Date & Time: 9:30-11:00am, Fri. 11th, October 2019
Venue: Room 2101, Tongji Building A
Language: English
Speaker:Dr. Biyun HU (Temple University, US)
ABSTRACT
Interpersonal trust is dynamic and can be easily changed. Understanding why and how changes in trust occur is important because trust affects a wide range of organizational outcomes. Since employees’ attitudes and behaviors in the workplace are apt to change in response to notable events, this dissertation examines what, why, and how events may cause changes in trust. More specifically, I first define negative [positive] trust-related events as events that either negatively [positively] disconfirm trustors’ prior expectation or events that confirm trustors’ prior negative [positive] expectation towards trustees, and argue that negative [positive] trust-related events can lead to decreases [increases] in trust.

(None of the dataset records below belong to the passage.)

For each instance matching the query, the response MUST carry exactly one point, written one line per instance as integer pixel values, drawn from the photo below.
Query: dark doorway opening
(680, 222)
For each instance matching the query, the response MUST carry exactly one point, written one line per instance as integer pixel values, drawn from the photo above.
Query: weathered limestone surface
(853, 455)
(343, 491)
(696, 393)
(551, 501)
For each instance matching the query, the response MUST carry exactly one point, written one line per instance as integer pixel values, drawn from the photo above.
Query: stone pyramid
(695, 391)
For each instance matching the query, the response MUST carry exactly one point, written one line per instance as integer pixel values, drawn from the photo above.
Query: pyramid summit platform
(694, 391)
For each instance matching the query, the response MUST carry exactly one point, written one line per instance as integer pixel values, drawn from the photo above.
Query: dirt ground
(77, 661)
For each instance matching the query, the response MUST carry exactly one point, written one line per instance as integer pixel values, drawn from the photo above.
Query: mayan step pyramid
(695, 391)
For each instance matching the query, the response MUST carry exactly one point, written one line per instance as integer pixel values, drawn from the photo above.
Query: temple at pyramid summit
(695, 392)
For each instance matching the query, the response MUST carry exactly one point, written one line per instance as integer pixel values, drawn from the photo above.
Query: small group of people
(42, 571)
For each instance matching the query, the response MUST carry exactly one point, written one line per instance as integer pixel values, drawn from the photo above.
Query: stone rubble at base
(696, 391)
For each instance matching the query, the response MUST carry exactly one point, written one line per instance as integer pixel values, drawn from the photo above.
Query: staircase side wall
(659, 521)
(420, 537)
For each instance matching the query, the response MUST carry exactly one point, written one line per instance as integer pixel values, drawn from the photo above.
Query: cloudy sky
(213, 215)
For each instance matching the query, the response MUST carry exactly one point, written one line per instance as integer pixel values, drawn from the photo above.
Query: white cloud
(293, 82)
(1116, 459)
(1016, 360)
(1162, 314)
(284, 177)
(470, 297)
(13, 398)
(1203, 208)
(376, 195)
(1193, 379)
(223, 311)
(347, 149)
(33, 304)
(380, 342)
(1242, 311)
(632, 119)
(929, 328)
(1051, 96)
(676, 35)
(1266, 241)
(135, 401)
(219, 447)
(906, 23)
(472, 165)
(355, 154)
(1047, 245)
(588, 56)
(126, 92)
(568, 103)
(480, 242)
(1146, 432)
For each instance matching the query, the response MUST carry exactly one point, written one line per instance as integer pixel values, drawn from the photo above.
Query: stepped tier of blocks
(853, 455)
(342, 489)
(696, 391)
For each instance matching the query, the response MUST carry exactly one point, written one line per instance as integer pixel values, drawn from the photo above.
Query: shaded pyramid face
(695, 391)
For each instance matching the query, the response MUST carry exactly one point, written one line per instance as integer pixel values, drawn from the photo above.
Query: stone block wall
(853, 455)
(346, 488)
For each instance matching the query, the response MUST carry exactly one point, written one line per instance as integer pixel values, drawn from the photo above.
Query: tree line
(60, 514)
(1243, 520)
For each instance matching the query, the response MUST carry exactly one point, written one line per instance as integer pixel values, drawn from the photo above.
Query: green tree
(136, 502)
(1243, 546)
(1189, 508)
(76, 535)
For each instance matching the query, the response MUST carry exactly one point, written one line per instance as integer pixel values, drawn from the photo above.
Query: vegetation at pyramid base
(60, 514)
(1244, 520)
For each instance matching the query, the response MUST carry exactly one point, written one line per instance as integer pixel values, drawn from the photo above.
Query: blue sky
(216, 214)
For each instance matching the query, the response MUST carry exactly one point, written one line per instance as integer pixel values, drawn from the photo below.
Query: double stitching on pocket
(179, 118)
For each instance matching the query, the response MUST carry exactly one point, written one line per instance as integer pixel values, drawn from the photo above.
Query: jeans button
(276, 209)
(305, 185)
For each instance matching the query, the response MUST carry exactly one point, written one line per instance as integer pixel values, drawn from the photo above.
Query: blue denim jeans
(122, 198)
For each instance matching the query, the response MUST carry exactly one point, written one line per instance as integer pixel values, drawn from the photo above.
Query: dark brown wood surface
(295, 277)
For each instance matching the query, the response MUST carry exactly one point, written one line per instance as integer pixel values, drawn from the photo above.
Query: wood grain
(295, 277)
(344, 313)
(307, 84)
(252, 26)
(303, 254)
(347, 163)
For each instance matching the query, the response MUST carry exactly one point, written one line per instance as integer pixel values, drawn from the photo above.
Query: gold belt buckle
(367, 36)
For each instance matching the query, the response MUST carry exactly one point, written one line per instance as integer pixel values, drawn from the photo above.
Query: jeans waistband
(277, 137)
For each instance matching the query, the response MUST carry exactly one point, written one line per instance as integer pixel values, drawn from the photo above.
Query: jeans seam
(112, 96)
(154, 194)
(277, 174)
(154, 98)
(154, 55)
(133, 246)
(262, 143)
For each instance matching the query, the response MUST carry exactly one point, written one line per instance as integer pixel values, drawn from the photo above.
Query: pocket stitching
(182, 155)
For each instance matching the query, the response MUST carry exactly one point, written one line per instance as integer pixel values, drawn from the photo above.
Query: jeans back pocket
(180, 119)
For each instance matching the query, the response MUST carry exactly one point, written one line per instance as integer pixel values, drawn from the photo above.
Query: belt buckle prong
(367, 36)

Moreover, building on dual-system theory (Morgeson, Mitchell, & Liu, 2015), affect infusion theory (Forgas, 1994, 1995), and the integrative model of trust (Mayer, Davis, & Schoorman, 1995), I propose that trust-related events trigger changes in trust through both changes in emotional reactions and cognitive assessment of trustees’ trustworthiness. Next, drawing from Monge’s (1990) typology of dynamic processes and event-system theory, I focus on two specific components of changes (i.e., magnitude and permanence) and propose that the effects of events on each component are contingent on the characteristics of the events (e.g., criticality, proximity, and timing).